The horse stumbled. Jarred, sore
ribs protested; fresh sweat broke on Kellin's brow and ran down his face. Cold
air against dampness made him shiver convulsively, which set up fresh
complaint.

           
He cast a glance at the star-freighted
sky. Revenge for my slight? That I dare to question such overweening dedication
to you?

           
The horse did not stumble again. If
the gods heard, they chose not to answer.

           
Kellin, for his part, laughed—until
the despair and emptiness shattered into pieces the dark humor of his doubts,
reminding him once again that he was, if nothing else, subject to such whims as
the gods saw fit to send him.

           
Merely because I am Cheysuli— He
gripped the horse with both knees, clutching at reins. He recalled all too well
what his grandsire had said regarding madness. He recalled even more clearly
the wild grief in Blais' eyes as the warrior acknowledged a far greater thing
than that he must give up his life; Tanni's death and the severing of the lir-bond
had been, in that moment, the only thing upon which Blais could focus himself,
though it promised his death as well.

           
Irony blossomed. Certainly he
focused nothing upon me, who had from him a blood-oath of service.

           
One sworn to the gods, at that.

           
Kellin and his mount exchanged
meadowlands for the outermost fringes of the forest. His passage stirred the
woods into renewed life, startling birds from branches and field warren from
burrows.
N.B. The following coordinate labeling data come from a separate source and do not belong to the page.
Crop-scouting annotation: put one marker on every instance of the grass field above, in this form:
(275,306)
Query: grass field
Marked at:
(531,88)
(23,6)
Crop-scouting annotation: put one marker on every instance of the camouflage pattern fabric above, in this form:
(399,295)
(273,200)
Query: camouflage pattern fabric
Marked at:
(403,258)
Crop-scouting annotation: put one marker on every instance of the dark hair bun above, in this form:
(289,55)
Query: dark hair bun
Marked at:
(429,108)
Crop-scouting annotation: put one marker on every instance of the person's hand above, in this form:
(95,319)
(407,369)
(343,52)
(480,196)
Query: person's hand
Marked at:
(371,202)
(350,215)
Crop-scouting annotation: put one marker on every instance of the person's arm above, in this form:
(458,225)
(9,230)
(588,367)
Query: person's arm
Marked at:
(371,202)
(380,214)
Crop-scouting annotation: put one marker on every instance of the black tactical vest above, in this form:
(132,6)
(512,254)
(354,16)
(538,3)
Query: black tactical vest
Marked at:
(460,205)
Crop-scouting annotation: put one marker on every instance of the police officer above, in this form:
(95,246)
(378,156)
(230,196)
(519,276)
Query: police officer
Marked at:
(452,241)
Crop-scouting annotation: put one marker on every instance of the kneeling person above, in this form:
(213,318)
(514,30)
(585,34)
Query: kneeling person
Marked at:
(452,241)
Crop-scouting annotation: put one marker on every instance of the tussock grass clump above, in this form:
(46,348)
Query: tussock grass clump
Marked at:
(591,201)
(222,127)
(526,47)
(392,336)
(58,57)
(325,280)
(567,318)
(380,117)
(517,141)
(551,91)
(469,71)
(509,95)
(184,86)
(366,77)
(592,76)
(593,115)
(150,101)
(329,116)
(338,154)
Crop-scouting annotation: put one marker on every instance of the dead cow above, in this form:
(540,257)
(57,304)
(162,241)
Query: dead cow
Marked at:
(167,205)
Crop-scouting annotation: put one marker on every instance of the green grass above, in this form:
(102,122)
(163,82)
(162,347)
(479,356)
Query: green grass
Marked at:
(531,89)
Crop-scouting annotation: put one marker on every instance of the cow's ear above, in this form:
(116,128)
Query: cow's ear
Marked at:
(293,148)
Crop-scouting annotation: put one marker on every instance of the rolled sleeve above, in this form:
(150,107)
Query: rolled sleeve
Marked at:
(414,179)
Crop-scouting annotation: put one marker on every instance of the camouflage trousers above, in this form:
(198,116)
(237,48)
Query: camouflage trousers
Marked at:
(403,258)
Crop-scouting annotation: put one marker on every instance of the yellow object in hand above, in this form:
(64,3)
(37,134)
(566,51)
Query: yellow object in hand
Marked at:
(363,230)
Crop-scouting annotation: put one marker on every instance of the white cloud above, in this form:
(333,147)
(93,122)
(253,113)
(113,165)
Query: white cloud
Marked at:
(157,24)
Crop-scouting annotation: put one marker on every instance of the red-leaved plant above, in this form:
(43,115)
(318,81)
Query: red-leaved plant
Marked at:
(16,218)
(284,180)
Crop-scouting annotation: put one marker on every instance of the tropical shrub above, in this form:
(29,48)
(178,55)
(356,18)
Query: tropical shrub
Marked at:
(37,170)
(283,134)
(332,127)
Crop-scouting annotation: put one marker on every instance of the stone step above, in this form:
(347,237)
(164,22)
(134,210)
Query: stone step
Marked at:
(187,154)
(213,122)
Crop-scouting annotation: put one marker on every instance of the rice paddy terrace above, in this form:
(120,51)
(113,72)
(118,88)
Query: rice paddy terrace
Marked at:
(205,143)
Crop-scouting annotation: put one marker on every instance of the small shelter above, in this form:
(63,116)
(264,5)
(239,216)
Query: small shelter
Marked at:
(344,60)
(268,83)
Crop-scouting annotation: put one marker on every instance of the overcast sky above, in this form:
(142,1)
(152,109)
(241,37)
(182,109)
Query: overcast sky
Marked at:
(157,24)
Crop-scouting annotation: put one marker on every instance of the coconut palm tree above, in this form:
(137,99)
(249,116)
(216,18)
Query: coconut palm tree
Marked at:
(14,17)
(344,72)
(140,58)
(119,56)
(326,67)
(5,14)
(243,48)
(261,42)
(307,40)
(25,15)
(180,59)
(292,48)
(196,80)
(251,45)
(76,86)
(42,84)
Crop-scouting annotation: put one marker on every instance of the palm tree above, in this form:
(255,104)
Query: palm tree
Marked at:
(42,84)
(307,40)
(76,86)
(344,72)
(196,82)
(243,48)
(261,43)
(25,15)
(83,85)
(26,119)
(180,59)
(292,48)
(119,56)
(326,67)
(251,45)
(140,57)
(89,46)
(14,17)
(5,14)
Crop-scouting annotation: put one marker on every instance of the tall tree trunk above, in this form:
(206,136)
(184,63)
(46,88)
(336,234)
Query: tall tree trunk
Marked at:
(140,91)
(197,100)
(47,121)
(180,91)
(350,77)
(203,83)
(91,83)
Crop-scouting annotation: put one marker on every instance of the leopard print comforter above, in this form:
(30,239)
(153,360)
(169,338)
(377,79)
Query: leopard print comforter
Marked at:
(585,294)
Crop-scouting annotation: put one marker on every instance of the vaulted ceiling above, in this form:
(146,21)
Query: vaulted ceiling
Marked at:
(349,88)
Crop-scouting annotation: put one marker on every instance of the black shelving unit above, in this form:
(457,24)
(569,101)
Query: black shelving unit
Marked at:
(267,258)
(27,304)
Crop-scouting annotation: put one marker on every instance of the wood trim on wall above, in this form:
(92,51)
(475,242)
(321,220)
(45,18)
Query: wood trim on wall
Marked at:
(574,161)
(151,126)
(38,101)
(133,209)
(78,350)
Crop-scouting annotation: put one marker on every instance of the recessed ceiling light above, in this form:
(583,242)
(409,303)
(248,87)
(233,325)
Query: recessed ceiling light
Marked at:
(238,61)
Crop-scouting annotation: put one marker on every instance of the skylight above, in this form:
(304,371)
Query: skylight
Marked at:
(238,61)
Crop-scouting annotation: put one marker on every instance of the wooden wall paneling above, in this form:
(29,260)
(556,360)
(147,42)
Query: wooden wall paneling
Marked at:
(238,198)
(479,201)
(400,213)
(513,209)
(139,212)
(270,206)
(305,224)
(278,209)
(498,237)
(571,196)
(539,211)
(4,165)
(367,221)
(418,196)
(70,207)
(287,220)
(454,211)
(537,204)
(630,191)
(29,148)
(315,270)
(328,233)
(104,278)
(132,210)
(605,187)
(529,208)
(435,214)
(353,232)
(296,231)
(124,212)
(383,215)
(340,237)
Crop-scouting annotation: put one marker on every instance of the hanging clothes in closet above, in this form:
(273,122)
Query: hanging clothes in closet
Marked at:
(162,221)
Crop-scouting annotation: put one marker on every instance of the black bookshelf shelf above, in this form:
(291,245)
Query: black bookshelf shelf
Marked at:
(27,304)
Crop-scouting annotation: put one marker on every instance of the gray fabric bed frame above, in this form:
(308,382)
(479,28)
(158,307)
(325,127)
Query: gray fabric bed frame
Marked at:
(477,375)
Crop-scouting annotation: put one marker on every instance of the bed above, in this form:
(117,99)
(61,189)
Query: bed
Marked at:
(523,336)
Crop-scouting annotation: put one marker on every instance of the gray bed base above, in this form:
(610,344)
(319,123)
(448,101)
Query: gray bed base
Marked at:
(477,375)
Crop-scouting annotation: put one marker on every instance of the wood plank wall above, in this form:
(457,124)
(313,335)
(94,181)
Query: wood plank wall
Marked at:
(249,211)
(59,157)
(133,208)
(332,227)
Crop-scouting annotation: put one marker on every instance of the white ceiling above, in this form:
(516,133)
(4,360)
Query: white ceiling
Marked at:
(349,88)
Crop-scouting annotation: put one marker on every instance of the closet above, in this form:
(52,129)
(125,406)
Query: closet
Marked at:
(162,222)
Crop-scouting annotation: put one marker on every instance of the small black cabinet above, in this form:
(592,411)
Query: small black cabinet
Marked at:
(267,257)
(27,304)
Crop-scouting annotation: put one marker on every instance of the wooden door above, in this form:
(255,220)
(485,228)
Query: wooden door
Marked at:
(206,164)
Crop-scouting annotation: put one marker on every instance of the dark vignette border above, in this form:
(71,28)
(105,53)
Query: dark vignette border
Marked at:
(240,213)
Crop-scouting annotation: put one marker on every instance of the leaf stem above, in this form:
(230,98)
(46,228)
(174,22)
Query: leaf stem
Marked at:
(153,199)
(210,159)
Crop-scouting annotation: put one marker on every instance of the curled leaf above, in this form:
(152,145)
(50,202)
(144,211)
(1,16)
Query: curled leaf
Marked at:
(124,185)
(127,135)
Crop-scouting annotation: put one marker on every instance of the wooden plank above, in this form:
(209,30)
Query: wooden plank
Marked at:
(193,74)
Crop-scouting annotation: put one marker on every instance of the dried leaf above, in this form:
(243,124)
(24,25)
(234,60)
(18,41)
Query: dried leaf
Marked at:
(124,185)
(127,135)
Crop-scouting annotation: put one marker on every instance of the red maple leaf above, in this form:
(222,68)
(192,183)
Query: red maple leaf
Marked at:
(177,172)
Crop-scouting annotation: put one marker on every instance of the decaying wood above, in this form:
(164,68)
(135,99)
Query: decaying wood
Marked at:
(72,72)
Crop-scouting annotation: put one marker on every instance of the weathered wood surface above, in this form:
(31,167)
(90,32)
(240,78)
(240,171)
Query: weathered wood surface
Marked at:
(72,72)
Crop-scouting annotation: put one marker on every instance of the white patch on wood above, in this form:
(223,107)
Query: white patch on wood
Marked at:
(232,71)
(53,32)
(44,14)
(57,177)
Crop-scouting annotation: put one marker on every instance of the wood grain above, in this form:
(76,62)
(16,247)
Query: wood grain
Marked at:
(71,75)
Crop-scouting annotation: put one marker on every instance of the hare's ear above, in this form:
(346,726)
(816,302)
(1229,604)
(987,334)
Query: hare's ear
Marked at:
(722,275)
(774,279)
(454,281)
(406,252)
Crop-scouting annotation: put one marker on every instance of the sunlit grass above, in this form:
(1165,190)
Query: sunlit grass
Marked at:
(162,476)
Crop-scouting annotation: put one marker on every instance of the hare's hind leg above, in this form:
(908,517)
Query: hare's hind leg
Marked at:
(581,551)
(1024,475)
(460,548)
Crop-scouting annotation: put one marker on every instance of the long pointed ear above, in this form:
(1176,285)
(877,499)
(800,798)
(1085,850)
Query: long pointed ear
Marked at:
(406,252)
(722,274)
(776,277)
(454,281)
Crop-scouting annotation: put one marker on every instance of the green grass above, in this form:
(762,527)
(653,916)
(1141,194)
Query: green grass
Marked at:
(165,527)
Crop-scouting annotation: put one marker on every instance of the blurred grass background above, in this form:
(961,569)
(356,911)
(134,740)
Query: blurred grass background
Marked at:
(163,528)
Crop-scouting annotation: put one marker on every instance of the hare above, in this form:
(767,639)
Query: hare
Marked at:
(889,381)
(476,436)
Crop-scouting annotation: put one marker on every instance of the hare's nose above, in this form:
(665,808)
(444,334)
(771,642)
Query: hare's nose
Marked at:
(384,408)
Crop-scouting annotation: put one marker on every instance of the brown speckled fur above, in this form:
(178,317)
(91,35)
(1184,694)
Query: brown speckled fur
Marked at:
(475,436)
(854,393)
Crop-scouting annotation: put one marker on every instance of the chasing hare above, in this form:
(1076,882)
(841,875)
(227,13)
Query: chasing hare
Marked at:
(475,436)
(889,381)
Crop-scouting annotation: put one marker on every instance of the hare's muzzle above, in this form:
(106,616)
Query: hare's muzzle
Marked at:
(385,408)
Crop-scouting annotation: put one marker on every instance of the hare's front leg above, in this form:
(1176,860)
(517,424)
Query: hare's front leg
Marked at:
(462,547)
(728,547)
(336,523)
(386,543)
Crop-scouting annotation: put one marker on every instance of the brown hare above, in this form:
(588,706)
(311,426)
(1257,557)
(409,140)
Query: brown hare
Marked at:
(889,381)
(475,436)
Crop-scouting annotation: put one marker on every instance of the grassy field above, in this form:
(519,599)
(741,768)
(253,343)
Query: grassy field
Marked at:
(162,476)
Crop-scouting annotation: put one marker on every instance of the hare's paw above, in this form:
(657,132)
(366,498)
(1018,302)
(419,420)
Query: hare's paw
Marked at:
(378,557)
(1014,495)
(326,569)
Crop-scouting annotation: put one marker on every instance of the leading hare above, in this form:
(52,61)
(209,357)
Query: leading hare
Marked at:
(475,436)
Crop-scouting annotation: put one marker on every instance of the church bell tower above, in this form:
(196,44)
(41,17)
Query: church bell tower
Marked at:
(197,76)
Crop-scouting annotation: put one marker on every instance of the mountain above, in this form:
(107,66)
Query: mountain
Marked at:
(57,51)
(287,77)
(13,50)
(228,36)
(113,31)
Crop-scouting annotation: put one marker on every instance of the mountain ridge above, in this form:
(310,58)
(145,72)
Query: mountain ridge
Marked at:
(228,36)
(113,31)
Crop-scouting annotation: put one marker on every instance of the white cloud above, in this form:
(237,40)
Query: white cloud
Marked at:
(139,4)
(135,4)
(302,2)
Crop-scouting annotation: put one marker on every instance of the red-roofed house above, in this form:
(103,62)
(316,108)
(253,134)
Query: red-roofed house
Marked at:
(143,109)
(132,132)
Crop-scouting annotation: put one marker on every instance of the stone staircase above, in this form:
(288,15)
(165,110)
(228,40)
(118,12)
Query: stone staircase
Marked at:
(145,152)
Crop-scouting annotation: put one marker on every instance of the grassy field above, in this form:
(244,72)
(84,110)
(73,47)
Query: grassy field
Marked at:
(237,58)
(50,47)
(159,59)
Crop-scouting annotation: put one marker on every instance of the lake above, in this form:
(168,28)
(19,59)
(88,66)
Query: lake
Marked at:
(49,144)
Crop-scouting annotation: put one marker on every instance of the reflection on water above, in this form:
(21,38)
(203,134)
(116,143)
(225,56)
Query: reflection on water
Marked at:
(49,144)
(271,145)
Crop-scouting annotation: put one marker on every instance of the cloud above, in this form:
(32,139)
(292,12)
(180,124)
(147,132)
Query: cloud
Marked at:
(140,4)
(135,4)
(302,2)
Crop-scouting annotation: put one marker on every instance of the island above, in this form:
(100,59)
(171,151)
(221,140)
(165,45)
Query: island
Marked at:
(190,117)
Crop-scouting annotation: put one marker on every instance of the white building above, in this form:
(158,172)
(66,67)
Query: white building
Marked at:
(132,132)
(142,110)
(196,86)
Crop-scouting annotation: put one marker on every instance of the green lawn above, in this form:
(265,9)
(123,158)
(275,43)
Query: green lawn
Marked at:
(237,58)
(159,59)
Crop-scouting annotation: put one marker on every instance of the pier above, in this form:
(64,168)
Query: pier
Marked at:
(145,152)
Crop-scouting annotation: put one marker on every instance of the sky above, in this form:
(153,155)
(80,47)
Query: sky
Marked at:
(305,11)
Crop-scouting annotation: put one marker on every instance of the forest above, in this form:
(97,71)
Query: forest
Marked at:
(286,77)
Here the moon shone more fitfully, fragmented by branches. Kellin
heard the sound of his horse and his own breath expelled in pale smoke.

           
He pulled the russet cloak more
closely around his shoulders.

           
The horse stopped. It stood
completely still, ears erect. Its nostrils expanded hugely, fluttered, then
whuffed closed as he expelled a noisy snort of alarm.

           
"Shansu—" Even as Kellin
gathered rein to forestall him, the horse quivered from head to toe.

           
From the shadows just ahead came the
heavy, throaty coughing of a lion.

           
"Wait—" But even as Kellin
clamped his legs, the horse lunged sideways and bolted.